The vivid color and semi-abstracted imagery of Alan Loehle’s Rome Series of paintings, at Marcia Wood Gallery through April 21, come as an exciting shock after years of canvases offering a muted palette and mysteriously atmospheric representation.
What the new works share with the previous portrayals of snarling dogs, hanging cuts of meat, and a dancing dwarf is the possibility of leading literal-minded viewers (or literary-minded viewers) astray. Loehle’s images always look like they must be symbolizing concepts, but it is more likely that they are organizing pictorial space and eliciting strongly primal emotions. Our deep-seated wish to tell stories about images that engage us leads us to think that all this must hold explicit significance.

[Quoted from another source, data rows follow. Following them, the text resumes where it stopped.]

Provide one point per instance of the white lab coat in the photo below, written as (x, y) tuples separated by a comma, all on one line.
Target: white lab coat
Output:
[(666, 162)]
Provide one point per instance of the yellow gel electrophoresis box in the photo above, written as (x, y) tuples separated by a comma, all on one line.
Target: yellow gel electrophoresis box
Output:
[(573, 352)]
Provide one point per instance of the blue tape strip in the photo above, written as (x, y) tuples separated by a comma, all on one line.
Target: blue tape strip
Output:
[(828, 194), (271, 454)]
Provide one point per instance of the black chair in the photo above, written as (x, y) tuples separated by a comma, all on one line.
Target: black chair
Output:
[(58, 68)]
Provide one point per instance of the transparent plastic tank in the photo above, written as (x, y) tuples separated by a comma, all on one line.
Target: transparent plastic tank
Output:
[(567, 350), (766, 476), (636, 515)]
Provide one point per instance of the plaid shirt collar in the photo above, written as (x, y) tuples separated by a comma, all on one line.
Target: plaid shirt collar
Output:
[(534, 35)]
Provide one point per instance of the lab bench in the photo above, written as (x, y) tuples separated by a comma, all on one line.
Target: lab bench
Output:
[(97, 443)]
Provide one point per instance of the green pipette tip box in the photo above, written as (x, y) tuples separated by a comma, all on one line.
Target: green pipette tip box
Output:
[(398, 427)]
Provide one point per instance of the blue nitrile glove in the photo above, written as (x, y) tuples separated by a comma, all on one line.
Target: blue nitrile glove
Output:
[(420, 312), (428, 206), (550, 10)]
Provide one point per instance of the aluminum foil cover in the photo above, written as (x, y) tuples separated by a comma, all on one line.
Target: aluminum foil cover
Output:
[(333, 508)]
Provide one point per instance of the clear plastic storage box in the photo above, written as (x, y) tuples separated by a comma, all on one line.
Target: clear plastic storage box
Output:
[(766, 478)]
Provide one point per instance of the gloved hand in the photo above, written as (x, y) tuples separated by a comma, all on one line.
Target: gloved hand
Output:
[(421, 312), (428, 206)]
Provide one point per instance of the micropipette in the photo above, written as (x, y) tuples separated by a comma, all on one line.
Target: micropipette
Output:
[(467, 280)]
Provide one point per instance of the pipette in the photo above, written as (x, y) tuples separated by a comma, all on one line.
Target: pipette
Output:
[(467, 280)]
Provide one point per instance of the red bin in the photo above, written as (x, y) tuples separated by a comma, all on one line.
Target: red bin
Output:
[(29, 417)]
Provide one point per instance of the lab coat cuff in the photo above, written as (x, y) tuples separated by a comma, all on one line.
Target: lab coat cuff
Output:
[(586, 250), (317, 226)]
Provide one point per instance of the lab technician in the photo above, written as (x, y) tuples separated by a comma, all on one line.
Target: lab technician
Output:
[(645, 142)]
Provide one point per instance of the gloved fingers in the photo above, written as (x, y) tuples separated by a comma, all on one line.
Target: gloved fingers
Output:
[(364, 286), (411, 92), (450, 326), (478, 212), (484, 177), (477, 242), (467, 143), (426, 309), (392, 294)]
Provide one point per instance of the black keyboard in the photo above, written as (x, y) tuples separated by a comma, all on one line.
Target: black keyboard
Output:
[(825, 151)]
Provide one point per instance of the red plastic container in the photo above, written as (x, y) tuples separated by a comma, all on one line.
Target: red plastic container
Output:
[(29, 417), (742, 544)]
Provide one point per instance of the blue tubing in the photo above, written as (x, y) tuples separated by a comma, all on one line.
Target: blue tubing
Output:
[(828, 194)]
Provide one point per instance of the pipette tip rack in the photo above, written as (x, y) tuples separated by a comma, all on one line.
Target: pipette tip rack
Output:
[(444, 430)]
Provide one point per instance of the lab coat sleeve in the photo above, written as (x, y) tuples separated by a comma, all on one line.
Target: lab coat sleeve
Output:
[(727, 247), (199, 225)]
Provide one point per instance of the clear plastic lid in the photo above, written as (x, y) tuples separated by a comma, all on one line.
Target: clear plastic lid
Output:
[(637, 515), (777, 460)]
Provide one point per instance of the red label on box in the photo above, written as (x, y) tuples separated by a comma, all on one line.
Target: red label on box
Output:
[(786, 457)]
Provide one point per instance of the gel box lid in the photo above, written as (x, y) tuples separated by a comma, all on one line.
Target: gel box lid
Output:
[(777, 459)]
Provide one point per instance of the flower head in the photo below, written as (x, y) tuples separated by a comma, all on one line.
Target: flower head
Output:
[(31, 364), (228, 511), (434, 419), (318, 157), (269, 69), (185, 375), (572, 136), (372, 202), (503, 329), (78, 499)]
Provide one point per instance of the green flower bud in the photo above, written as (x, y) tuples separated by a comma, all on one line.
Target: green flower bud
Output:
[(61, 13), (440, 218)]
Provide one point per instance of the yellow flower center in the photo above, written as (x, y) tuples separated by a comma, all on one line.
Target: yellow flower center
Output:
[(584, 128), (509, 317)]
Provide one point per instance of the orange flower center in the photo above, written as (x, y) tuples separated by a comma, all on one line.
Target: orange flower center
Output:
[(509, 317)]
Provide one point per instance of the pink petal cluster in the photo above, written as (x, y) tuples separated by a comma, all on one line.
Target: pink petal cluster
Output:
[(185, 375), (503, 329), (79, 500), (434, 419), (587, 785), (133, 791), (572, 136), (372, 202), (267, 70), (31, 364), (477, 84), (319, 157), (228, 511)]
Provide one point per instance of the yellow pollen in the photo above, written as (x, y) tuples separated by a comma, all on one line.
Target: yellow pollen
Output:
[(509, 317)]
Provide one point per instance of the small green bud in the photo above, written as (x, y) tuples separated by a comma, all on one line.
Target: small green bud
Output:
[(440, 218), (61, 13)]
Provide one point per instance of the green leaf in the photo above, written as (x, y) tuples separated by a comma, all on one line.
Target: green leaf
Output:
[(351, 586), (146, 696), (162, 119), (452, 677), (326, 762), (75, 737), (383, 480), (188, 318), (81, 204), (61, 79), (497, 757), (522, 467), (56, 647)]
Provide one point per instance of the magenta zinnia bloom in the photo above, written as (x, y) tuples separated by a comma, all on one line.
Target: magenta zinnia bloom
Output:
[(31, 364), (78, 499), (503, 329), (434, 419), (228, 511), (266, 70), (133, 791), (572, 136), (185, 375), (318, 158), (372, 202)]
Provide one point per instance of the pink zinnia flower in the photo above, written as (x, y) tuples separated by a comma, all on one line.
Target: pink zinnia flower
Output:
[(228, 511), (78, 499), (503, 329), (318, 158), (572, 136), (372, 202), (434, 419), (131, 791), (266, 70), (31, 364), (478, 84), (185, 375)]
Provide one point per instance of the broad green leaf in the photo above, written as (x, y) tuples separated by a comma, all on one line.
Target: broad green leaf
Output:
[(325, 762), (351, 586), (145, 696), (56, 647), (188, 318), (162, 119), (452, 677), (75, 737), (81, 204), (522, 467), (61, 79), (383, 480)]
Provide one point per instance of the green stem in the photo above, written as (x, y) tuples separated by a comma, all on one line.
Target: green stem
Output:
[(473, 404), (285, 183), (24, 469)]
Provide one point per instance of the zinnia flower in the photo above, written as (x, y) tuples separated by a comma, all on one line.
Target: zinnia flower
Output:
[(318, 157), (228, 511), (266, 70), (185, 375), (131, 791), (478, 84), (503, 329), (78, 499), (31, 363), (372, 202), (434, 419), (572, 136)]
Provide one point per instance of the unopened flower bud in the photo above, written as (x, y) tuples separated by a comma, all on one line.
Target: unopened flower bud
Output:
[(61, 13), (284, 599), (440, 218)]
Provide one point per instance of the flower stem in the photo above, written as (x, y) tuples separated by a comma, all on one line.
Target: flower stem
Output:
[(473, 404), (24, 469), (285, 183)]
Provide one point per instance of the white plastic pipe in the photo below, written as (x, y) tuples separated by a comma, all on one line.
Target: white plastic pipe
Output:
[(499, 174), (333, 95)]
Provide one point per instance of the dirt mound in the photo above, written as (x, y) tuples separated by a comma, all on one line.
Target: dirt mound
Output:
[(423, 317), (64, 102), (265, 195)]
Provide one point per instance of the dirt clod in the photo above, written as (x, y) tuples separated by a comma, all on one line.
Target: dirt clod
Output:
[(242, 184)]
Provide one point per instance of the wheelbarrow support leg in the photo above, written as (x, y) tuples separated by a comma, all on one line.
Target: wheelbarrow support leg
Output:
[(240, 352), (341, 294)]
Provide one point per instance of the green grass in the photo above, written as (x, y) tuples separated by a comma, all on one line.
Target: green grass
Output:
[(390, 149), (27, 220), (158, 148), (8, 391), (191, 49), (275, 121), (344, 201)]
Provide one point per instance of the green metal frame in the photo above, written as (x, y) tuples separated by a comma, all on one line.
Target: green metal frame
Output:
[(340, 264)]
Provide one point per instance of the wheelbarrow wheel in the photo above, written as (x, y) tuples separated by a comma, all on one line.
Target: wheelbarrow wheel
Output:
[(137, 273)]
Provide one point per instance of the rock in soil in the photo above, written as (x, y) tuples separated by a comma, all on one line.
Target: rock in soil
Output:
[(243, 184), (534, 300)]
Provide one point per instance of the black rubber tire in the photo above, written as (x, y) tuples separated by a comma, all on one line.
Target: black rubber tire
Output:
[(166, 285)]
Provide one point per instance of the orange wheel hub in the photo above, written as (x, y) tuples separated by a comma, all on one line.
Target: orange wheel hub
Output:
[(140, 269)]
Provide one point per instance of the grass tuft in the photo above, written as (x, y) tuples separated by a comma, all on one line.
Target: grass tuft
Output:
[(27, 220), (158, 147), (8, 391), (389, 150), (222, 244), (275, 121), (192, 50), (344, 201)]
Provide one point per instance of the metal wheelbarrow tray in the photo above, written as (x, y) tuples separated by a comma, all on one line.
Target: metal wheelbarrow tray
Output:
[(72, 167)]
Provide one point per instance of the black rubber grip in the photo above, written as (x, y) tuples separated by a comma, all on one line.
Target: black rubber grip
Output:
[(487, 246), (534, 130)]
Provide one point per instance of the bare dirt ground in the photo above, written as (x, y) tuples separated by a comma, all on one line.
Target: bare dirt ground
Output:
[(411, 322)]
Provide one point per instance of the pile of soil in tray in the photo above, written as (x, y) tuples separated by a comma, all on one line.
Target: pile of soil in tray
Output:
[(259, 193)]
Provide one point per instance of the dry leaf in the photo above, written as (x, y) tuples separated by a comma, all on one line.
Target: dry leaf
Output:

But deep experience itself seldom has a clear meaning—our encounter with the world is more immediate than the language that describes it, and parts of it will always remain unconscious and inaccessible to interpretation.
Loehle entered into the Guggenheim Fellowship, which made these paintings possible, with a specific desire to keep his encounter with the city of Rome outside of received historical meaning, and work on a pre-linguistic, largely visual associative level. He writes in his artist’s statement, “I didn’t want to be a tourist or feel reverence for the art of the past. I sensed that I had to go as an archaeologist, to dig through layers of human experience to address memory, history, human-ness, and maybe even myself. Ultimately, everything in Rome became raw material—the Belvedere Torso, a street beggar, a gum wrapper, a Velazquez, a tree, a street sign, graffiti…all became interconnected.”
Loehle is an unusually self-aware artist, so his conclusion, “The layering of Rome filtered into newly layered drawings and paintings,” is right on target. But the types and styles of the layers reflect Loehle’s personal filters more than they reflect Rome itself.
The crudely confrontational rendering, flattened picture plane, and child’s-primer palette are so reminiscent of the German and Italian Neo-Expressionist painters of the 1980s that it is fortunate that Loehle chooses to reveal the real source of his primary dialogue with a historical figure. A page in the catalogue reproduces some of the postcards from R.B. Kitaj that constitute one of the personal and visual encounters behind these paintings; they appear alongside Loehle’s explication of the meanings of the mixed symbols of Rome Belvedere (Remembering Kitaj)—the Belvedere Torso juxtaposed with a Rome beggar’s club feet; Italian glass (not readily recognizable); a large dog; things that ordinarily would not form a single body of imagery, though some of the contrasts and relationships are self-evident.
Without the supplementary texts in the catalogue, we would be seeing mostly oblique neo-ex translations of Loehle’s primal visual symbols: yet another crazed dog in Rome Dog; an emphatically phallic devil in Sistine Lust; a winged skull in Life and Death I (Hard to be Human), wreathed with what we find out is orangutan fur (it would be impossible to discern this from the image alone). This last image appears in conjunction with a comically contorted cartoon of a seemingly panic-stricken or at least highly emotional face, with a very large set of male genitals dividing or uniting the two heads—summing up the comedy and tragedy of the masculine human condition as effectively as in any Renaissance allegory.
Does it matter if we recognize Egon Schiele’s deathbed portrait of Gustav Klimt amid the skulls of Death Painting (Loehle’s homage to his recently deceased father), or if we know the oeuvre of R.B. Kitaj? On some level, all of this is essential to full comprehension of Loehle’s enterprise, along with the echoes of generations of painters’ confrontation with the immense legacy of the city and culture of Rome. Even the twenty-first-century contrast with the prescribed emotions and approved experiential checklist of the young aristocrat’s Grand Tour is relevant to the understanding of these paintings.
But Loehle’s work is intended to function on a more deeply psychological level, however much it owes to all of the painterly strategy and historical background he has absorbed. And on that fundamental level of sex and death and the gut responses to shape and color we have inherited from our own early childhood, these paintings succeed brilliantly.
They also succeed, however, on the aforementioned level of historical dialogue, and of embedding that dialogue of styles in aesthetic complexity. The ambiguous entanglements of these paintings stand in stark contrast to the simple evocations of raw sensation in so much of the work by Loehle’s younger contemporaries.